今回は、自前のサービスに手軽にビデオチャットを追加できる神サービスである Azure Communication Services について解説します。
本記事では、「実際にお客様に提供するサービスならここは調べないといけないよね」という情報をまとめてお伝えします。
本格的に利用を検討している人や、実際に開発を進めてより深い情報が必要になってきた人に向けた記事になります。
具体的な使い方や何ができるかについて知りたい人は自分の過去記事や同チームの日高君の記事をご覧ください※。
Azure Communication Services のグループ通話って誰がつながるの?
「Azure Communication Services はグループ通話も容易!Teamsとの連携も!!」みたいな記事がたくさんありますが、実際のグループ通話の概念を知っている人は少ないのではないでしょうか。
意図しない人とはつながらないこと、意図した人には繋げることができることを理解するためには必須の知識かと思います。
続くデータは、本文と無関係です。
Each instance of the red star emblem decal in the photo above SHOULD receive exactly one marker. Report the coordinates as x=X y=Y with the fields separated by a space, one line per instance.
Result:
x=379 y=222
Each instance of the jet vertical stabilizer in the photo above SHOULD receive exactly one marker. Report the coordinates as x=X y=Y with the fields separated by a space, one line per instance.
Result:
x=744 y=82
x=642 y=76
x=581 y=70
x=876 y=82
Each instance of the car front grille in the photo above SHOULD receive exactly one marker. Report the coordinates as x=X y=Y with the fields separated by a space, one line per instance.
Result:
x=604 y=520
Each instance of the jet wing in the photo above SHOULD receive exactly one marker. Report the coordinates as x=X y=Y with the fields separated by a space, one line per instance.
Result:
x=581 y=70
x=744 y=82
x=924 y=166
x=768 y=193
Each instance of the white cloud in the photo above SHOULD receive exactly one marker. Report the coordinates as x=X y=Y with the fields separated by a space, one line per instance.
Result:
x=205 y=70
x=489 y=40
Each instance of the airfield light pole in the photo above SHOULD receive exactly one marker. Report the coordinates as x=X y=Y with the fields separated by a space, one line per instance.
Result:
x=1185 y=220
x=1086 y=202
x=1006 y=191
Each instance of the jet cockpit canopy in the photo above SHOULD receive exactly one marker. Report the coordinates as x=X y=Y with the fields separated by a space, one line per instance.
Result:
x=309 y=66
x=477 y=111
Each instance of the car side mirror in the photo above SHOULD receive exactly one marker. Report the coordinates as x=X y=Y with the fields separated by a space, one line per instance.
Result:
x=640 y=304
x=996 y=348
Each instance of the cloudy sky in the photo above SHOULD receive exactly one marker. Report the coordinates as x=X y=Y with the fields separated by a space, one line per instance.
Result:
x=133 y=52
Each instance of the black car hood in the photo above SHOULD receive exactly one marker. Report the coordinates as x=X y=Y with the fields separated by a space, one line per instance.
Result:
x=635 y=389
そんなグループ関係のあれこれを一発でわかる図をご用意いたしました。
基本的にはグループIDというGUID形式の文字列で分けられます。
このIDはAzure Communication Services のリソースから払い出されるものではなく、ユーザー側で指定します。
同じグループIDを指定して通話に参加したユーザーを Azure Communication Services が繋げてくれるのがグループ通話になります。
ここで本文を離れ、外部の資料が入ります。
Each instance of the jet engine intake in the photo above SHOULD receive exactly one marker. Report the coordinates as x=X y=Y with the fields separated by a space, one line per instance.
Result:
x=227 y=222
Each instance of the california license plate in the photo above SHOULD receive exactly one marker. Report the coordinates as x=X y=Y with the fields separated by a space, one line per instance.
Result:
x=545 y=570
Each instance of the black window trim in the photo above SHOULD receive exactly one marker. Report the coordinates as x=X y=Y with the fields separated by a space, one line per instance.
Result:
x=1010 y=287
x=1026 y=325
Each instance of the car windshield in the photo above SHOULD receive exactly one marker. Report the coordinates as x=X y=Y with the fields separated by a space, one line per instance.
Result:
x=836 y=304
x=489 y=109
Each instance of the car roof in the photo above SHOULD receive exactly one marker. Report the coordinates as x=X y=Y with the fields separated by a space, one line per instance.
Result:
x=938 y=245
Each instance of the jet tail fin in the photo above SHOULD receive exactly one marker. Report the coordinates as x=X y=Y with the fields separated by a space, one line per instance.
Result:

ただし、同じグループIDであっても別のAzure Communication Services リソースから払い出されたユーザー同士は同じグループ通話には入れません。
Teams通話についてはグループ通話とは違い、予め用意されたミーティングURLに向けて参加します。
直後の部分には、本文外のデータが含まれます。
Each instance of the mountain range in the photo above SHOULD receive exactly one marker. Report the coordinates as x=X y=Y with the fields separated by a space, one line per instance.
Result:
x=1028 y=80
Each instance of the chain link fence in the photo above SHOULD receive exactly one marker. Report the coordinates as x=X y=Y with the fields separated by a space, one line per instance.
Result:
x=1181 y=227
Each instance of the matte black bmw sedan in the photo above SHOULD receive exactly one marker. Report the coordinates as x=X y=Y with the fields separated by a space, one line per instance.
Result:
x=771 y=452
この時、標準ではどのAzure Communication Service のリソースから払い出されたユーザーかは関係がありません。
Azure Communication Services のリソースに冗長化は必要?
結論:不要です
Azure Communication Services はTeamsの基盤で動いており、「リソース毎にサーバーが用意される」みたいな仕組みではないため、複数リソースを立てたとしても落ちるときは全部落ちます。
また、前述のとおり別リソースのユーザーとは同じグループ通話に参加することができないため、複数リソースを使用しようと思うとシステム全体について複雑な設計が必要になります。
リソース生成時に「データの場所」を設定することになりますが、こちらは文字通りデータの置き場所でしかないです。
テキストチャットで入力されたテキストなどが保管される場所の指定になります。
Azure Communication Services のクォータ制限って何がある?
詳しくは以下の公式記事をご覧ください。
特に注目のポイントについて抜粋します。
呼び出しの最大制限の参加者の数
350人
Teams の方は1000人なので将来的にはそこまで増えるかもしれません。
とはいえ、双方向の通話で350人繋ぎたい需要もあまりない気がします。
Calling SDK ストリーミング サポートの同時に表示できる着信リモート ストリームの最大数
Web:4 つのビデオと 1 つの画面の共有
Windows/Android/iOS:6 つのビデオと 1 つの画面の共有
こちらは同時に表示できるビデオの数になります。
上記の値は「ここまでは保証する」というものであり、それ以上についてはどうなるかは不明です。
例えば、自分たちの環境ではWeb版の Calling SDK で6つのビデオの表示ができていました。
しかしこれは保証以上の動作なので、いつ表示できなくなっても文句は言えないわけです。
画面構成を考えるときは上記の制限は考慮するようにしましょう。
また、こちらの制限についても随時アップデート(上限の増加)しているようです。
まとめ
今回は、Azure Communication Services を用いたサービスを提供するまでに一度は考える必要がありそうな部分についてまとめてみました。
本記事が ビデオチャットを作成するべく調べている同志の助けになれば幸いです。